Dengan berbagai keputusannya yang dijadikan contoh, Jenderal Sudirman telah memberikan kepada generasi berikutnya TNI sebuah warisan kuat dan mulia, yaitu tradisi kepahlawanan dalam bentuk murni. Kepemimpinannya dalam perang gerilya melawan Belanda meninggalkan dasar harga diri dan kebanggaan untuk generasi pemimpin TNI di masa depan.
Jenderal Sudirman menunjukkan bahwa beliau memiliki kepribadian yang kuat dan tidak kekurangan keberanian, sikap tegas, dan semangat pengorbanan yang tulus. Beliau sadar bahwa ada kemungkinan besar beliau bisa terluka dan tidak mendapatkan perawatan medis yang memadai selama perang gerilya seperti itu. Namun, beliau memilih untuk mengorbankan nyawanya demi kepentingan bangsa Indonesia. Tindakannya meningkatkan kepercayaan bawahannya dan masyarakat luas menghadapi serangan Belanda.
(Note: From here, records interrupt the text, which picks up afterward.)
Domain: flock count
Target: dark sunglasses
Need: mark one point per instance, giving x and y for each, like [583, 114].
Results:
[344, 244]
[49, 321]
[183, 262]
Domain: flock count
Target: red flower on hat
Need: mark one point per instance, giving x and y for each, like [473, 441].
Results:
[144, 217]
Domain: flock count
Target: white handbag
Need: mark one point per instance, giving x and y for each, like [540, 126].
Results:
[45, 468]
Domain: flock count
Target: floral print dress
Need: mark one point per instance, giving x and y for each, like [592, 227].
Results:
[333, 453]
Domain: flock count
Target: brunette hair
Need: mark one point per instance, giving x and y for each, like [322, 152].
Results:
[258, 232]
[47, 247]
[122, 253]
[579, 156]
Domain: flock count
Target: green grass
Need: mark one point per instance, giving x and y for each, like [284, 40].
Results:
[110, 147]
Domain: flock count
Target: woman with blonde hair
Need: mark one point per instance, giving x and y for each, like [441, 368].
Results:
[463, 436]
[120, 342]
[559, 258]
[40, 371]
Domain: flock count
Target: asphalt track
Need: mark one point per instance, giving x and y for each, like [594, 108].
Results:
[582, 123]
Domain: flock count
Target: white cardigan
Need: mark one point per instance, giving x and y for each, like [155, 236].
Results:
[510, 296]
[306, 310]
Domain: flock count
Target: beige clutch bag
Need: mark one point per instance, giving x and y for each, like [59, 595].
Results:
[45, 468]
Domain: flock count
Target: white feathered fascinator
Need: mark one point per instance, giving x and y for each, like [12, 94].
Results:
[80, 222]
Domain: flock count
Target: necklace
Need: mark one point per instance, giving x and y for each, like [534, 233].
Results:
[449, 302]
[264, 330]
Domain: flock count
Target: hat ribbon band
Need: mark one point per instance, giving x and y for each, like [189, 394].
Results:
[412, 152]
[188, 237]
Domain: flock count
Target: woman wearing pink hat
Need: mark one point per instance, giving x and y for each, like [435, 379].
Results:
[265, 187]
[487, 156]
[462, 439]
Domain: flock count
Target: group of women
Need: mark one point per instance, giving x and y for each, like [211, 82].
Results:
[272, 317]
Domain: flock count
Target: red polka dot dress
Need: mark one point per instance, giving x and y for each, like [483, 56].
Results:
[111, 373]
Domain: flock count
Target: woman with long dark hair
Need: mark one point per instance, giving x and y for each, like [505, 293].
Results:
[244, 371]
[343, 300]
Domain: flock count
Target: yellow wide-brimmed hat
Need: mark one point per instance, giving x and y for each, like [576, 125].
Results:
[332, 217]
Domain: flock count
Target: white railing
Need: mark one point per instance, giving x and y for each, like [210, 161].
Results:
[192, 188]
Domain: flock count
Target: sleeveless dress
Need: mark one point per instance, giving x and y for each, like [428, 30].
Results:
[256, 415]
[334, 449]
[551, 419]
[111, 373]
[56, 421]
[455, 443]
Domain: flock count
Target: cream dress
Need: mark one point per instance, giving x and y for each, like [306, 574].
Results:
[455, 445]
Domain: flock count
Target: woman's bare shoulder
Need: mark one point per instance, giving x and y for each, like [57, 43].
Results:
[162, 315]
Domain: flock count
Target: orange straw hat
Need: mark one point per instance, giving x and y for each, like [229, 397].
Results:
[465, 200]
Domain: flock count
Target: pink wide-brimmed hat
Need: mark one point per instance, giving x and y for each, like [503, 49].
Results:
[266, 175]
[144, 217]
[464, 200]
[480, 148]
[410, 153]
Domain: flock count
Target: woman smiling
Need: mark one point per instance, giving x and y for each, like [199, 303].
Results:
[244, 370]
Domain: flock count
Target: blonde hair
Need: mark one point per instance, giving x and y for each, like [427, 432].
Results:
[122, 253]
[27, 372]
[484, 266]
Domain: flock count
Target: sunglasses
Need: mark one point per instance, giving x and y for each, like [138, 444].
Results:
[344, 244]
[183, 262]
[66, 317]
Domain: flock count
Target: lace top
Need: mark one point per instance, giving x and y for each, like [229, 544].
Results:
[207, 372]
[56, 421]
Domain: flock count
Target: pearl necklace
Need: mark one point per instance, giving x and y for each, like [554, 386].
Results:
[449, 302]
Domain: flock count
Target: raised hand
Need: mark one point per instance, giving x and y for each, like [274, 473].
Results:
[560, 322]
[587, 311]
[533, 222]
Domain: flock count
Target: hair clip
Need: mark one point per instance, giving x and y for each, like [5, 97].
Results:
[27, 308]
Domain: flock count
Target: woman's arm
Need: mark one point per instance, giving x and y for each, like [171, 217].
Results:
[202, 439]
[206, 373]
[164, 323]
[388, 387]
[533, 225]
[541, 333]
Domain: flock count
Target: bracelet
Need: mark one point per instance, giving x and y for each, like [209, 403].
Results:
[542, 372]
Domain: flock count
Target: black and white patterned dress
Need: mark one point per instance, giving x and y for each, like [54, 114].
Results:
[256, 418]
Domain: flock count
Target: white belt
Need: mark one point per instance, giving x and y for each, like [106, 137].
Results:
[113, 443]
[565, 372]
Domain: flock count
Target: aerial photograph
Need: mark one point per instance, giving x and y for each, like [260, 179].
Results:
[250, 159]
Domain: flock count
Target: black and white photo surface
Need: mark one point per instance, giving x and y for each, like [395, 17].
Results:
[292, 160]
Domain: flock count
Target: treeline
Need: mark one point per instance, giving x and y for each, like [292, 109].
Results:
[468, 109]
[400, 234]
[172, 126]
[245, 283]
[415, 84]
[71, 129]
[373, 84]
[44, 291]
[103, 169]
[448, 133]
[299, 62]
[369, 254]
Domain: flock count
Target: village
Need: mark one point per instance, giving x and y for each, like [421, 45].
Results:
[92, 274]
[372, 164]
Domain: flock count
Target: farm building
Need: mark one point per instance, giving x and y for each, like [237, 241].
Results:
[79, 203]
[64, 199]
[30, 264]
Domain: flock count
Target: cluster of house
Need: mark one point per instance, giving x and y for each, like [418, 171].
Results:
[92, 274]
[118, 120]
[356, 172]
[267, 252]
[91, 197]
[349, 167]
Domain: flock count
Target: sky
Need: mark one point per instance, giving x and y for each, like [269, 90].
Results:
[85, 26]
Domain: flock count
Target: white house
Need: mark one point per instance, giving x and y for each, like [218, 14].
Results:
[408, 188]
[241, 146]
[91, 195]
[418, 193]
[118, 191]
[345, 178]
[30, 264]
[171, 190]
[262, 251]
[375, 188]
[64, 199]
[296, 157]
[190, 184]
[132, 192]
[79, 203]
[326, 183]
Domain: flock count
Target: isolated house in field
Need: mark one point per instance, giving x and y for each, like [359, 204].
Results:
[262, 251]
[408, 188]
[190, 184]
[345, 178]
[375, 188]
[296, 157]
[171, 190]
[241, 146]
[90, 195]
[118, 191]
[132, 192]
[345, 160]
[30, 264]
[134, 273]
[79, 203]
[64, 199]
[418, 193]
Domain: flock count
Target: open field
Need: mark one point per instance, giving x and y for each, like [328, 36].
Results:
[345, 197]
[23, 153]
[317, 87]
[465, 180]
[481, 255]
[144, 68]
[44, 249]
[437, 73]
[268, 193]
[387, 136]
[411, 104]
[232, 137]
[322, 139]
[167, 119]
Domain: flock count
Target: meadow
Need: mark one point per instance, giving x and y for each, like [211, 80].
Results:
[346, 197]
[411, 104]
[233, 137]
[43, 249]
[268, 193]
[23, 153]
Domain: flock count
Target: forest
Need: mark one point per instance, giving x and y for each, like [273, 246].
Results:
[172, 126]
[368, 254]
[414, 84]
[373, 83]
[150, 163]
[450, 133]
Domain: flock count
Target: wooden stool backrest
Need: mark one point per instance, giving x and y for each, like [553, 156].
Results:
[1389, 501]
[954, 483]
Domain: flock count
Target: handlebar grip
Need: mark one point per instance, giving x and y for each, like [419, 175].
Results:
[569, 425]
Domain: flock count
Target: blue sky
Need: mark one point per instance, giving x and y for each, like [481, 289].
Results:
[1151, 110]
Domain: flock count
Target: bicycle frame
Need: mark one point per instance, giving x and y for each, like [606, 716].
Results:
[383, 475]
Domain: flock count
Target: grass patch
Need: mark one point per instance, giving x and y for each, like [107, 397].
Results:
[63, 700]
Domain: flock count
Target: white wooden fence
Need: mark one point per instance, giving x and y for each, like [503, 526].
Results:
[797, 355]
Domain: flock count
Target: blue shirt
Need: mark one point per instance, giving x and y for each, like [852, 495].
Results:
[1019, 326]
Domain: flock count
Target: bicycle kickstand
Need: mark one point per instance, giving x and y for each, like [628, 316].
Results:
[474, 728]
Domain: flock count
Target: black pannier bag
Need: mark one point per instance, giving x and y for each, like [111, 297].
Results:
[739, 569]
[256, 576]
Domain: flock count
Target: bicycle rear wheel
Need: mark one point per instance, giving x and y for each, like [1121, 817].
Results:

Sulit untuk membayangkan bagaimana jadinya jika, pada saat itu, Jenderal Sudirman juga ditawan oleh Belanda. Sikap dan tindakan Pak Dirman saat itu tidak ada yang lain kecuali sikap dan tindakan seorang pemimpin pejuang sejati. Perbuatan kepahlawanannya telah memberikan reputasi TNI sebagai kekuatan tak kenal lelah yang mengutamakan kepentingan bangsa dan negara di atas kepentingan individu atau kelompok. Beliau menegaskan tradisi TNI untuk mengorbankan segala sesuatu demi kehormatan dan kejayaan bangsa.